= Blondell Wayne Tatum =

Fictional character by Carl Hiaasen

Blondell Wayne Tatum, a.k.a. Chemo, is a fictional character who has appeared in two novels by Carl Hiaasen, Skin Tight (1989) and Star Island (2010).

==Personal history==
Tatum was born in North Dakota. His parents belonged to a religious sect that believed in polygamy, vegetarianism, and refusing to pay income taxes. Tatum was orphaned at age six when his parents were killed in a shootout with FBI agents in a post office outside Grand Forks. He went to live with his aunt and uncle, who were fugitives from felony mail fraud charges in New Jersey, masquerading as Amish wheat farmers in rural Pennsylvania. Blondell first turned to crime when he was sixteen (holding up a bank with a pitchfork), eventually becoming a corrupt, though popular, city official in a small Pennsylvania town.

His life took a drastic turn due to a freak accident during an electrolysis procedure to remove two ingrown hair follicles from the tip of his nose. While Tatum was unconscious, the doctor suffered a stroke and mistakenly applied the needle to his entire face. After Tatum woke up, he killed the doctor and fled the city, trying to find a cure for his facial condition. One wrongly-prescribed medication produced a lasting effect which "looked as if someone had glued Rice Krispies to every square centimeter of his face" and led to his nickname, "Chemo" (since many people wrongly assumed he was undergoing chemotherapy).

In Bal Harbour, Florida, he approaches Dr. Rudy Graveline, a plastic surgeon who offers him a discount on dermabrasion treatments in exchange for Chemo killing Mick Stranahan, a former State Investigator who is causing Rudy worry.

During his first, failed attempt, Chemo drowns Stranahan's vengeful ex-wife, Chloe, with an anchor, after she points out the house she thinks is his. During his second, Chemo dives off the balcony of Stranahan's stilt house in Biscayne Bay, and his hand is bitten off by a strike from Stranahan's pet Great Barracuda.

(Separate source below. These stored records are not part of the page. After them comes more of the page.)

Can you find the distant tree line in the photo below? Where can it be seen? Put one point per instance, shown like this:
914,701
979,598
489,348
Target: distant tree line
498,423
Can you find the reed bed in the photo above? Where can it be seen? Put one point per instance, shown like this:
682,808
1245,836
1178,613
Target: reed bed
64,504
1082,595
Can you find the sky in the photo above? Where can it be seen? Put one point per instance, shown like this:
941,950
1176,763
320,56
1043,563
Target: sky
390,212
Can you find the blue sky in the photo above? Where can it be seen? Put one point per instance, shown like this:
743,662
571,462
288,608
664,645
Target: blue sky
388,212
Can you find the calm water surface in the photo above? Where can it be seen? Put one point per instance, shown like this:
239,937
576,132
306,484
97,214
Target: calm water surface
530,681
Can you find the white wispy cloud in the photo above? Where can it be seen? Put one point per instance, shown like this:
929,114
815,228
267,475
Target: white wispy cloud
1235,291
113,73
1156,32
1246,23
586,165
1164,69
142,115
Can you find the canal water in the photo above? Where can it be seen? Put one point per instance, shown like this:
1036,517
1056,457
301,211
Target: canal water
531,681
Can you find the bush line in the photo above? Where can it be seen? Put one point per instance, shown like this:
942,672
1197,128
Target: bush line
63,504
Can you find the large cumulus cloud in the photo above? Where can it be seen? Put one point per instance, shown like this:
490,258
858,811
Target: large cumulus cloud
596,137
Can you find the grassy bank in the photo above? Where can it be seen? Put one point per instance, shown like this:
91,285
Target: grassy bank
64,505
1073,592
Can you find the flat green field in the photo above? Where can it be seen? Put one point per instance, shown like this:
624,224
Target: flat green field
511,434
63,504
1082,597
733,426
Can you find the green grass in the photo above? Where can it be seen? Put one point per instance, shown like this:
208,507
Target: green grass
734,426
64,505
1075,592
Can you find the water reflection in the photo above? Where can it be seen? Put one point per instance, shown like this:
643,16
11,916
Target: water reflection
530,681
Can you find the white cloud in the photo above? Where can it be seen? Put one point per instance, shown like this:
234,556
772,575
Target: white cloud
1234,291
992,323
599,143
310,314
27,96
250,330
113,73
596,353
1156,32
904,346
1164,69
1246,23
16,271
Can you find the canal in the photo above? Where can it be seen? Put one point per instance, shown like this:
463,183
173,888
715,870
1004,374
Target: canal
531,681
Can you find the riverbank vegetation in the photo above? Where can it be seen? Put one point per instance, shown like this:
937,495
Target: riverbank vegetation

Instead of a conventional prosthesis, he chooses to attach a portable weed whacker.

The whole affair spirals out of control, though Chemo is able to steal an amount of cash from Graveline that allows him to undergo a complete facial dermabrasion from a competent plastic surgeon. Although this treatment succeeds in removing the "Rice Krispies" effect, his surgeon advises him that he will still have to regrow the outer layer of his facial skin.

Eventually, Chemo is caught in a confrontation between Graveline and Stranahan out on the stilt house, where he kills Graveline out of fear (or mortification) that Graveline is about to confess the terms of the "deal" that he and Graveline had for killing Stranahan. Chemo is later arrested, and sentenced to four concurrent seventeen-year life sentences at Raiford.

In 2010, he is back in Florida, having been paroled after 17 years, and enjoyed a lucrative spell of employment as a mortgage loan broker. After the subprime mortgage bubble bursts, he is back to doing security, sometimes as a bodyguard for visiting celebrities. He carves out a small specialty for himself as a life coach for those with self-destructive addictions, since he has no awe whatsoever of fame, is immune to seduction, and not at all averse to beating his charges to pulp if they misbehave themselves. After pop star "Cherry Pye's" latest drug-and-alcohol escapade, her record promoter recruits Chemo to be her latest bodyguard, over the objections of her family.

==Appearance==
Aside from his facial condition (which never completely recovers after the electrolysis mishap) and the weed trimmer attached to his arm, Chemo's appearance is also frightening because of his pallid, almost-reptilian complexion, the sparse hair on his scalp, and the fact that he stands 6'9" tall.